New evidence has emerged that the image of a face on the controversial Turin Shroud could really be that of Margaret Thatcher - a deranged prophet who Tories across Britain consider to be the nation's saviour.


"Scientists in Italy have used X-ray technology to determine the shroud's age and say it dates back to the time of Christ, but we say that's sacrilege," said a journalist for the Conservative Herald, the in-house magazine of the Church of Thatch.


"I had a dream the other night in which the apostle Kemi Bad-Enoch testified to me that the shroud is actually a linen tea towel purchased in Grantham in the Dark Ages (i.e. the 1930s) and that the Conservative cabinet wrapped Margaret's remains in it after crucifying her in 1990."


Margaret Thatcher roamed the UK in the late 1970s and the 1980s preaching the words of her father, Alderman Roberts, who she considered to be divine - until everyone got heartily sick of her and exiled her to the Ritz.

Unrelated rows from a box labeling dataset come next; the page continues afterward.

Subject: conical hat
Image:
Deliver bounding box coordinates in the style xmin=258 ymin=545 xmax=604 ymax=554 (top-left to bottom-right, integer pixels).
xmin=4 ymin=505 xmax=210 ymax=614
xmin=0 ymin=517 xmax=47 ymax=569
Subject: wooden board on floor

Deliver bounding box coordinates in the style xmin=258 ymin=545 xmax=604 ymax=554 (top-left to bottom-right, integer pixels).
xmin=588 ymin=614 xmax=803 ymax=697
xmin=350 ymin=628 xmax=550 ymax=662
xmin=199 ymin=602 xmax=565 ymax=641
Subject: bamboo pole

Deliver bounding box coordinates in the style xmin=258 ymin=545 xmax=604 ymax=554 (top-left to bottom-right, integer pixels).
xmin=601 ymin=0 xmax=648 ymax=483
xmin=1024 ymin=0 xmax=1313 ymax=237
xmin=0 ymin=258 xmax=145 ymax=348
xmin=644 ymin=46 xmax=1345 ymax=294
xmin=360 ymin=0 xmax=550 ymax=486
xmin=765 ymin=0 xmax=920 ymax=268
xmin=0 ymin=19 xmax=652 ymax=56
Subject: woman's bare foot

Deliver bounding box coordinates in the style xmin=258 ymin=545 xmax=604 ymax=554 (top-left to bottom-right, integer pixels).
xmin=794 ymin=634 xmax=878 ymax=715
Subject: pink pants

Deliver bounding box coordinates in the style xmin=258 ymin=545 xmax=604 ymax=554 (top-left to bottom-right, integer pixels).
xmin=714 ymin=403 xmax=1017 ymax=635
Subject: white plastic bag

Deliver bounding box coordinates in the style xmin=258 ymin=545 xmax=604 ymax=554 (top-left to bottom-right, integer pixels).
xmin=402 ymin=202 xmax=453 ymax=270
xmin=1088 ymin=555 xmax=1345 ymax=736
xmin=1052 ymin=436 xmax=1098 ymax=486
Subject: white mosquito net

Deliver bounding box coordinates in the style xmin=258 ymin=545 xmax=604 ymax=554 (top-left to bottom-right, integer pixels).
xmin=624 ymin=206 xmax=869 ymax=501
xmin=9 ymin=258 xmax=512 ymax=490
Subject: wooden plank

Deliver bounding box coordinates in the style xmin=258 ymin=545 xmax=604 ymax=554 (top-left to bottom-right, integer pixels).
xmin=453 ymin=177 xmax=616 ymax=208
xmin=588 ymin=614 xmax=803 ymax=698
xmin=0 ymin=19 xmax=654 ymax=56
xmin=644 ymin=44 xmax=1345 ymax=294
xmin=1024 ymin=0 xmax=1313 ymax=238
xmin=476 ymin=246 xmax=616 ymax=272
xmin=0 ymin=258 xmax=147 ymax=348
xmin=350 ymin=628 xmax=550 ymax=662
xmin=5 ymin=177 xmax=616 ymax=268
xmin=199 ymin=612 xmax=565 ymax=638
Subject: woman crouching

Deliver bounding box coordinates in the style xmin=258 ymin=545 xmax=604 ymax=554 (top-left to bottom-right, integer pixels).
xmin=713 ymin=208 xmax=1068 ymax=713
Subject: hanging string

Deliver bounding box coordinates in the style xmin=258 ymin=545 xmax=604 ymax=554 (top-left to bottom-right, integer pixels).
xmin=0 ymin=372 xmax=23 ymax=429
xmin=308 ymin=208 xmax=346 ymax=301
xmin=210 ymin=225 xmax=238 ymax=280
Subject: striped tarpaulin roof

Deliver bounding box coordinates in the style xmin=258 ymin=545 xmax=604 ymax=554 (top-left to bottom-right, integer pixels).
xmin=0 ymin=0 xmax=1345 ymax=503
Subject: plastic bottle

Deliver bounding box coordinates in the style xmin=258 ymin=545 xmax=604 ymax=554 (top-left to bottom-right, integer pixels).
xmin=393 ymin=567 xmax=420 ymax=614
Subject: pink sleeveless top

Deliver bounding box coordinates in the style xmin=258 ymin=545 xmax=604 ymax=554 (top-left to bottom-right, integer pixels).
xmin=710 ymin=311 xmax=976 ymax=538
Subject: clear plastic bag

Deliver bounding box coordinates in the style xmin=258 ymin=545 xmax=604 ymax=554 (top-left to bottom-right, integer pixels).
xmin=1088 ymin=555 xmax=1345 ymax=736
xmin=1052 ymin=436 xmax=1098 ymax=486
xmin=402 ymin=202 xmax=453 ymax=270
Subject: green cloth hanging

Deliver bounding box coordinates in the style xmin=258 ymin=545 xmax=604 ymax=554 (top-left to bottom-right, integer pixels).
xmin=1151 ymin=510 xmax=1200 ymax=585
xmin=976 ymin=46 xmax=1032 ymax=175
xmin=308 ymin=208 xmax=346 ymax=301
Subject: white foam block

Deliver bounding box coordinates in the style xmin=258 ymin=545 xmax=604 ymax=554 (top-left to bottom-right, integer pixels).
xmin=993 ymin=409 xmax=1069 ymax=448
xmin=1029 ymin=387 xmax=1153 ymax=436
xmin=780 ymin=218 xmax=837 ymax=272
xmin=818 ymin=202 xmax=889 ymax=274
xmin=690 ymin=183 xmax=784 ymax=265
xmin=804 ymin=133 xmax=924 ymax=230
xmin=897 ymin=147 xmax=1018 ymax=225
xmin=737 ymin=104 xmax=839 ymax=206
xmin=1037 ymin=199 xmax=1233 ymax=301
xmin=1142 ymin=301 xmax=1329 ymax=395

"This sacred relic ended up in Turin because it was bought by the fanatical conservative Silvio Berlusconi from a stall in Portobello Market," continued the journalist, "along with a hickory-shafted mashie niblick belonging to Denis of Arimathea and a small corsair parrot which started shrieking 'Rejoice! Rejoice!' at the start of the Falklands War and never shut up."